Bloomberg 2020? Say It Ain’t So For Our Energy Workers

September 18, 2018

Like clockwork every four years, former New York City Mayor Michael Bloomberg engages in a “will he or won’t he” guessing game about his White House ambitions, using the ensuing media coverage to insert his policy agenda and remain relevant.

Yesterday, the New York Times handicapped Bloomberg’s chances in 2020, noting that although he is out-of-step with Democrats on some issues – such as Wall Street and the Me Too movement – he is no different than Tom Steyer and George Soros when it comes to energy issues – and it’s our workers in the industry who stand the most to lose.

So it’s no surprise Bloomberg is spending tens of millions helping Democrats take back the House of Representatives. That’s one way to make friends, and a grateful Nancy Pelosi is heralding the former mayor, saying “His name is synonymous with excellence,” at a dinner at the San Francisco Museum of Modern Art. “And he knows how to get the job done,” she added.

But Bloomberg’s energy policies are pushing the fringe of the radical left. He supports cap-and-trade programs as well as carbon taxes. To put it in his own words: “if we want to reduce it, there has to be a cost for producing it.” But that cost is not just financial. That “cost” is the livelihood of countless energy workers. That “cost” is increased energy costs for a single mom trying to make ends meet. Politicians can talk in high-minded terms about “costs” but for average Americans, it’s a harsh reality.

What’s worse is Bloomberg and elites like him expect struggling Americans to live within their constraints while they jet around the country in their carbon-spewing private jets.  Remember when he said of hard-working coal miners in rural America “We will find something else for them to do”.  Pretty much shows his contempt for the men and women who power his homes and businesses.

That’s why Power The Future will hold Bloomberg and others like him accountable.

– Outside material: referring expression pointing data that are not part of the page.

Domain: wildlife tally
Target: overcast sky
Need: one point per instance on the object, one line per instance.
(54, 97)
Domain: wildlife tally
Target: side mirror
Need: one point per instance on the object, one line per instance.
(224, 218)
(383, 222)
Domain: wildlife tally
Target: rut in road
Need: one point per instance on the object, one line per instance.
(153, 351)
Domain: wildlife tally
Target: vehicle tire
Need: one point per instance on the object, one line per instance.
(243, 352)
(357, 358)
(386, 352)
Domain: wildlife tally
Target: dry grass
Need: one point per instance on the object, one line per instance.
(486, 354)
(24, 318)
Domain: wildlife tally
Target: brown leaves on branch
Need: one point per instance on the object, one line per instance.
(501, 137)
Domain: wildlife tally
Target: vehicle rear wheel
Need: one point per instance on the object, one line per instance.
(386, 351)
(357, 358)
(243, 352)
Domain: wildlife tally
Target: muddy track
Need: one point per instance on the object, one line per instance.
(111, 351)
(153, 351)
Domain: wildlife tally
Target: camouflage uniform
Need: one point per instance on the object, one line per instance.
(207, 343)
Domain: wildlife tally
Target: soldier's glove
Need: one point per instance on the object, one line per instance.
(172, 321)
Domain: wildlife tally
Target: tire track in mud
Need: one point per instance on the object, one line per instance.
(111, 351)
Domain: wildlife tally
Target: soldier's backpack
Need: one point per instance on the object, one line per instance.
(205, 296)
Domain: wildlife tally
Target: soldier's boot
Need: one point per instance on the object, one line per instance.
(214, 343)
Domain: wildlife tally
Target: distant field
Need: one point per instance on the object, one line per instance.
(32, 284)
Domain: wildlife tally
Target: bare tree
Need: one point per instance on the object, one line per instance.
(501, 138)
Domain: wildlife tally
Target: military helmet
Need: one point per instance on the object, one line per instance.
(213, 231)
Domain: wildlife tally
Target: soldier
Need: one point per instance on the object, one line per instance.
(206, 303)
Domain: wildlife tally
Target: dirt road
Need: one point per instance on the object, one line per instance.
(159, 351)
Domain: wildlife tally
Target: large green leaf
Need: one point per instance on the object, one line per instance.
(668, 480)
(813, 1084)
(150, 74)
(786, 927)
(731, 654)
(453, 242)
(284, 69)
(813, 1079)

Certainly jetting to the Copenhagen climate conference raises his personal profile, but it makes his admonishments to the rest of us about carbon ring hollow.

We will stand up for energy workers and call out the anti-energy policies Bloomberg espouses because they have damaging long-term consequences. Power The Future will be here to point out Bloomberg’s hypocrisy and protect Americans from these elitists and all their dangerous “good intentions.”